THINGS I LIKE, PART IV
Finding the quote that you were pretty sure existed but hadn't seen yet in its precise form. From Janice Brown's April 20th, 2000 speech before the Federalist Society at U Chicago:The oracles point in all directions at once. Political polls suggest voters no longer desire tax cuts. But, taxpayers who pay the largest proportion of taxes are now a minority of all voters. On the other hand, until last term the Supreme Court held out the promising possibility of a revival of what might be called Lochnerism-lite in a trio of cases — Nollan, Dolan, and Lucas, Those cases offered a principled but pragmatic means-end standard of scrutiny under the takings clause.
You can find the speech here, and I came across it through Eric Muller, who thinks that the speech is a bit loopy.
The "she likes Lochner," "Lochner ain't so bad," "yes it is," "and the horse you rode in on" discussion is a bit of a red herring if the discussion never ends up touching the Lochner analogue du jour, takings. I offered ergonomics as another analogue (partly because I've been reading Molly Ivins). The fact that ergonomics has been the subject of political, rather than legal, contestation helps to highlight the argument that whatever you think about the very interesting issues regarding Lochner and its legacy (questions that Bernstein has done a lot to illuminate, along with others like Howard Gillman at USC), the political fight is only indirectly implicated in such a discussion, as so often happens when court commentary and life are thrown together. Trying to think about politics through law is often like trying to nail spaghetti to a wall: it works if you're subtle in your approach, but otherwise you just get a squishy mess, and why were you trying to nail spaghetti to a wall in the first place? Perhaps you weren't. Perhaps you were making art. Or trying to see if your dinner was cooked. Or something else. Oh, and by the way, here are all these other cool things to think about, like the history of spaghetti, the actual physics of sticking spaghetti to the wall, whether rice spaghetti is really good for you. . .
All right, so this is goofy, but I hope you get my point.

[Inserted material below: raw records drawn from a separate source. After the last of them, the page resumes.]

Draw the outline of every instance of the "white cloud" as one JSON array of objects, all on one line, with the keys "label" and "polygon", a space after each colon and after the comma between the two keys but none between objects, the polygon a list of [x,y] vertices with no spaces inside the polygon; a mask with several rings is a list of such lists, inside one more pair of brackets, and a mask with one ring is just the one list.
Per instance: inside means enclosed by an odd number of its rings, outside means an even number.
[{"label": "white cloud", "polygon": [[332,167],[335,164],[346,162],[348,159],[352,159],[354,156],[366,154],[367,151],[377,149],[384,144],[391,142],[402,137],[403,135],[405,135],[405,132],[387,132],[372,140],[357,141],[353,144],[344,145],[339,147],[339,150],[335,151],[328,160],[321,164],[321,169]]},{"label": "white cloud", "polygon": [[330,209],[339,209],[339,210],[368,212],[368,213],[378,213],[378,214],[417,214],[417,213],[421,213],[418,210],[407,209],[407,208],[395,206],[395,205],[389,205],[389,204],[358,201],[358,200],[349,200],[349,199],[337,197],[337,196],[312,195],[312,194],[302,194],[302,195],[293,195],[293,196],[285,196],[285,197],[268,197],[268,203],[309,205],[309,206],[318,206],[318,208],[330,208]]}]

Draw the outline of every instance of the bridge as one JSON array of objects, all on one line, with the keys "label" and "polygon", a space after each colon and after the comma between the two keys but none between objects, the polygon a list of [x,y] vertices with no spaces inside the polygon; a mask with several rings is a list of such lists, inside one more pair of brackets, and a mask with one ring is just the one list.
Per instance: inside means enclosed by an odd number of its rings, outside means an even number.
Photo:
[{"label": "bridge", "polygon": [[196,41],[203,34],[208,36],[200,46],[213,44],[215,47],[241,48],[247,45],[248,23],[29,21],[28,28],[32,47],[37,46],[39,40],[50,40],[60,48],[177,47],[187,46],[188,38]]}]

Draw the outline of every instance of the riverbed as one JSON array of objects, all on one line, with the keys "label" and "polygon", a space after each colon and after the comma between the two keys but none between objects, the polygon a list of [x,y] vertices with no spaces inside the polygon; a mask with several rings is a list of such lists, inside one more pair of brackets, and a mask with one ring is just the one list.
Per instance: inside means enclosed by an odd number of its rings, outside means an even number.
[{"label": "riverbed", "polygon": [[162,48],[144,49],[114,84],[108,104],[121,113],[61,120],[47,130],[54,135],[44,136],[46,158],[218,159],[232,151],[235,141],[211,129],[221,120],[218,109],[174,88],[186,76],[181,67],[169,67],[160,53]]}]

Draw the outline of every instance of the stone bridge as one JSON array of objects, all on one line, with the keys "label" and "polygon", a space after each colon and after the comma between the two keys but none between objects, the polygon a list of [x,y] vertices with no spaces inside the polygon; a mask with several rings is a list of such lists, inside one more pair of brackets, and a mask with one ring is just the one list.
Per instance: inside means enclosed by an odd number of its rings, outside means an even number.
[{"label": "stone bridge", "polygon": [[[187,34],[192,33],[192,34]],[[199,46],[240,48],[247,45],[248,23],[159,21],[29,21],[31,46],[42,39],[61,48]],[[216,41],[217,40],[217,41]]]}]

There's something basically distracting about looking at politics through the medium of constitutional law. Things get lost, other things pop up, the questions are defined strangely, and so on.
Brown likes Lochnerism-lite. Good enough, Mr. Baude?
As I noted below, the problem for Democrats here is that Lochnerism-lite is pretty much in the mainstream. I think that it's unwise, and I certainly think that there is no reason to get backed into this position because you like other things that the Supreme Court has done (especially, protecting other civil liberties). The suggestion that you need to like the protection of property rights if you like the protection of other rights is, in fact, a strange suggestion. You might come to the conclusion that property rights should be protected. Fine. But you might also come to the conclusion that there are meaningful differences between protecting property rights in the manner of the Dolan Court and protecting speech, religious liberty, the freedom not to be treated differently by government because of your race, and so on. It's true that if you come at the issue as a matter of constitutional interpretation (exclusively), then you'll be faced with a different set of culturally bound approaches as to how to make the distinction. It's also true that in the world of politics, there is a self-evidentness to the distinction: property rights occur in a different context and implicate different kinds of goods that should be treated differently by virtue of their being different. Not so hard, really.